Wenn man keine Lust hat auf das eigentlich strikt vorgenommene Laufpensum, dann ist das Wetter meist ein verlässlicher Lieferant für Ausreden: zu heiß im Sommer, zu nass im verregneten Herbst, zu kalt im angekommenen Winter. Doch wie es mit vielen Ausreden ist, halten sie der Expertise nicht stand, und so ist es auch mit der Kälte-Hypothese.

Die Kälte allein soll nämlich keine Ausrede sein, sagt der Sportkardiologe Manfred Wonisch. „Es ist nur eine Frage der Kleidung und des Aufwärmens.“ Wer sich in funktionelle Sportkleidung hüllt, schützt sich vor dem raschen Abkühlen, da der Schweiß schnell von der Haut abgeleitet wird.
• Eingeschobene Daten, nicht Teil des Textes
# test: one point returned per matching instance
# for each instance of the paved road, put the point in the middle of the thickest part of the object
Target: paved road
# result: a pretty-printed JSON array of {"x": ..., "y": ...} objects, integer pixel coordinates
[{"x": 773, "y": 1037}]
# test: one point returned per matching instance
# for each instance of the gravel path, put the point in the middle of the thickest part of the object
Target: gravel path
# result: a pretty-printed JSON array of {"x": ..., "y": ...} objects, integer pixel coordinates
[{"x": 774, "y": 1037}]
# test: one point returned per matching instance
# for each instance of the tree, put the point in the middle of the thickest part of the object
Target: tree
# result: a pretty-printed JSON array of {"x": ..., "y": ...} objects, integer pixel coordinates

Auch das Zwiebelprinzip rentiert sich beim Laufen: Wenn man warm gelaufen ist, kann man sich schichtweise wieder ausziehen. Eine Haube ist deshalb empfehlenswert, weil der Körper 20 bis 30 Prozent der Wärme über den Kopf verliert.
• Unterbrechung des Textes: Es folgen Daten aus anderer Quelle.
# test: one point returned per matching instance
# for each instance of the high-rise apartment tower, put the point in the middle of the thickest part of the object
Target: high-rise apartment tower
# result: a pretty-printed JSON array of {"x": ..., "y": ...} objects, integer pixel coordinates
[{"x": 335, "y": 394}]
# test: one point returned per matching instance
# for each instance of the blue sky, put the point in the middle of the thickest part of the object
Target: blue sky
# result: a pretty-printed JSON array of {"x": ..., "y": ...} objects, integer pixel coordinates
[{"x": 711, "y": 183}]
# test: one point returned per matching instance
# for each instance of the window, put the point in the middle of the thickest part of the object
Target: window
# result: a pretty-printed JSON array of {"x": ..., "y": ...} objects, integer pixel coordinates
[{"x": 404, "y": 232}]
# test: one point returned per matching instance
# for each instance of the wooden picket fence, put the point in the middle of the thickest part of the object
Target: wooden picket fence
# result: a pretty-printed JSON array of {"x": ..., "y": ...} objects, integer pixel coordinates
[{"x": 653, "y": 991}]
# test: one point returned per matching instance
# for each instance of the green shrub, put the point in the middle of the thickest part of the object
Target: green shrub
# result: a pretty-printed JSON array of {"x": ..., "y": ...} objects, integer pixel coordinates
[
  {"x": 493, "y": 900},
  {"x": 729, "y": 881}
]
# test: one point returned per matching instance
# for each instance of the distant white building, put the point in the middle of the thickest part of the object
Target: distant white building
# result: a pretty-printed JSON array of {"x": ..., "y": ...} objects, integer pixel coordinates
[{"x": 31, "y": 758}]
Lockern und halbe Anstrengung

„Man sollte sich im Winter auf jeden Fall länger aufwärmen“, sagt Wonisch. Das bedeutet: Noch im Warmen einige Lockerungsübungen machen und in den ersten zehn bis 15 Minuten nur mit halber Anstrengung laufen. Auch das richtige Timing spielt beim Sport im Winter eine Rolle: Man sollte laufen gehen, solange es hell ist, denn da ist es auch wärmer als abends in der Finsternis.

„Ein gesunder Mensch wird ein kurzzeitiges Training in der Kälte gut vertragen“, sagt Wonisch. Man wisse aber, dass bei Wintersportarten wie Langlaufen vermehrt Asthma auftritt, das durch die Kälte ausgelöst wird. Absolutes Sportverbot gilt, wenn man eine schwere Erkältung oder Fieber hat.

Kaltes Herz

Zur Gefahr wird die Kälte für Menschen, die bereits an Herz-Kreislauf-Erkrankungen leiden. „Die Kälte ist ein Stressor“, erklärt der Internist Gerhard Stark. Durch die Kälte können sich auch die Gefäße verkrampfen, die Konsequenz ist ein Zustand der sich nach Angina Pectoris – ein anfallsartiger Schmerz in der Brust – anfühlt. „Dieses Gefühl ist meist ein Hinweis darauf, dass eine Durchblutungsstörung in den Herzgefäßen vorliegt“, sagt Stark.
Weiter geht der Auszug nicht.